あたしは園と学校を往復するだけの毎日を思いだした。この人達といると、何か一歩踏み出せそうな気がした。


「断られてもなぁ。俺達、顔を見られているしなぁ」

 ニヤニヤと笑いながらジャンが詰め寄る。この人は、あたしの頑なな態度を面白がっているようだ。

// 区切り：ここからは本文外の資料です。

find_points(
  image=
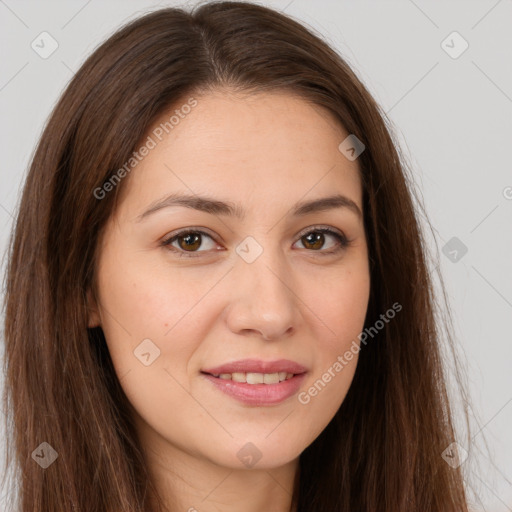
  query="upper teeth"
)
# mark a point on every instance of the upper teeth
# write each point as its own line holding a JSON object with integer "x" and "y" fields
{"x": 256, "y": 378}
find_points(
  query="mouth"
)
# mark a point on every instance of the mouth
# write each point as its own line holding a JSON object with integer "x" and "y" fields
{"x": 254, "y": 378}
{"x": 255, "y": 382}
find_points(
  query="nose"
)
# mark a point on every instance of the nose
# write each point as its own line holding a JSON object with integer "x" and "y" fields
{"x": 262, "y": 298}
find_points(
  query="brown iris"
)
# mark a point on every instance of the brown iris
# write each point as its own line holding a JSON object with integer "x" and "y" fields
{"x": 314, "y": 239}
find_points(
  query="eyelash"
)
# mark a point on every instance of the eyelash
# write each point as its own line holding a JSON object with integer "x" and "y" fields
{"x": 342, "y": 241}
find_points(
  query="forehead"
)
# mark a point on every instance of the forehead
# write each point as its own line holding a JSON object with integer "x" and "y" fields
{"x": 273, "y": 146}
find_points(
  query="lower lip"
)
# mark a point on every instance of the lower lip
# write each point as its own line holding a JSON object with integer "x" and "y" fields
{"x": 258, "y": 394}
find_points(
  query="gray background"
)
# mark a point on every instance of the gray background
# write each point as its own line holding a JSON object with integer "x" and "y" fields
{"x": 453, "y": 117}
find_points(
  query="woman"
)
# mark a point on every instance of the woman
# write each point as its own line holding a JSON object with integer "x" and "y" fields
{"x": 217, "y": 293}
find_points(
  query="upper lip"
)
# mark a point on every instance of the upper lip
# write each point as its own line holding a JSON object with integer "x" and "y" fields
{"x": 258, "y": 366}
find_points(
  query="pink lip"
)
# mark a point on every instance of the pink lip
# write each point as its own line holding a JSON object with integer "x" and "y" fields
{"x": 258, "y": 394}
{"x": 258, "y": 366}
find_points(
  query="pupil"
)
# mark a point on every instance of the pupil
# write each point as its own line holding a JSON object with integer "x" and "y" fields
{"x": 191, "y": 241}
{"x": 315, "y": 239}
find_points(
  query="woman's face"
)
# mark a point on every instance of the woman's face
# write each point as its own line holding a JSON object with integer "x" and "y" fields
{"x": 255, "y": 279}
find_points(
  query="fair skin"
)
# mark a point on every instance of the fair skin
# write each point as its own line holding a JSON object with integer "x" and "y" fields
{"x": 265, "y": 152}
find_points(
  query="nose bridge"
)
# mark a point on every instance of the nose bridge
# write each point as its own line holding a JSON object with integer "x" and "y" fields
{"x": 265, "y": 300}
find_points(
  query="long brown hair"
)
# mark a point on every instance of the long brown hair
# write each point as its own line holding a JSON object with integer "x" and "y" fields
{"x": 382, "y": 450}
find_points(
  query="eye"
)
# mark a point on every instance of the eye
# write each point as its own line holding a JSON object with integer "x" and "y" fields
{"x": 188, "y": 241}
{"x": 314, "y": 239}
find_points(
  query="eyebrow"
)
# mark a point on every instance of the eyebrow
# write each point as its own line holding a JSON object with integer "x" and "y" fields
{"x": 216, "y": 207}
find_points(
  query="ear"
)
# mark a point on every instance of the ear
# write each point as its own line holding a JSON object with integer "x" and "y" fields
{"x": 93, "y": 319}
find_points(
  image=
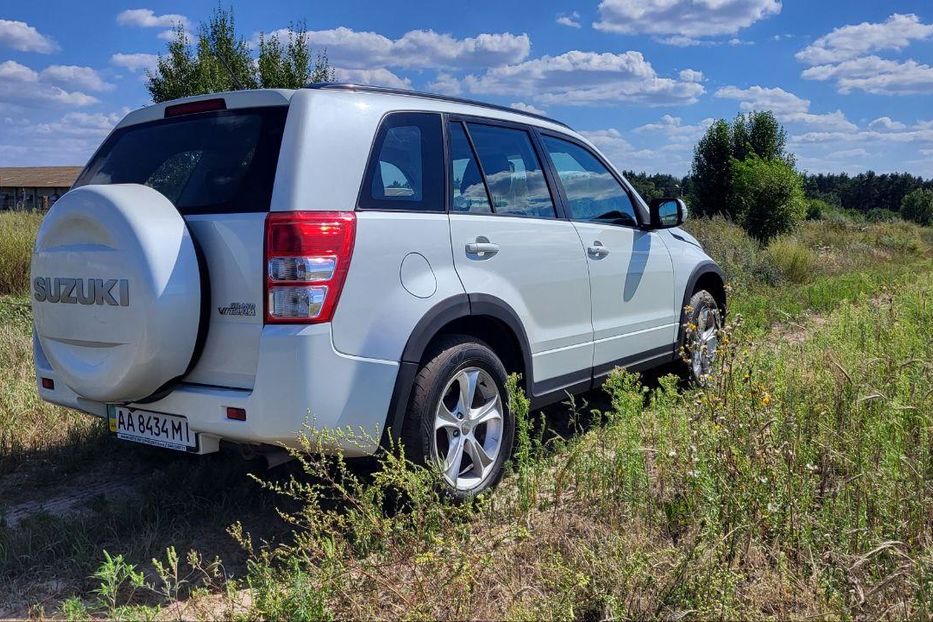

 もしメンバーに加入して間違っていると思ったら、この人達を説得すればいい。その時はきっぱりと盗みをやめてもらおう。この人達のしていることが本当に良いことなのかどうか、自分の目で確かめたい気もする。


「分かりました。これから宜しくお願いします」

「よし、決定だな」


「でもさ、あの引きこもりも加入させるつもりなんだろ。ジャンは学芸会でも始めるつもりかい?」

 ぽっちゃりした男、グロスターが聞いた。


「あの引きこもりって誰ですか」

 あたしは隣にいたショートカットの美人、グレースに尋ねる。

「ウィルマ位の男の子がね、もう一人いるのよ。訳があってずっとジャンの家にいるんだけど」

「その男の子もルクレール園にいたんですか」

「あの子、両親はいないけれど園の出身者じゃないわよ。愛想はないけれど、顔は悪くないから。いずれウィルマにも紹介してあげる。楽しみにしてなさい」

 背後から声がして振り向くと、派手なお姉さん、ミュロが部屋に戻って来ていた。

「楽しみにって……」

 あたしが戸惑っているとジャンが口を挟んだ。

「ああ、あいつもメンバーに加える。新メンバー加入の裏には重大な理由があるんだ。実は……」

 真剣な表情でジャンはコホンと咳払いをした。

『えっ?』

みんなも固唾を飲んでジャンを見つめている。

「平均年齢を下げようと思って」

『ゴンッ』

「上げているのはあんたでしょうが」

 再びミュロの拳がジャンの頭にヒットした。


 この人達が本当に天誅の徒なのだろうか。だいたい、このジャンと言うブロンドのリーダーからして軽すぎる。お兄さんとお姉さん達が、ただ暇つぶしに集まっているようだ。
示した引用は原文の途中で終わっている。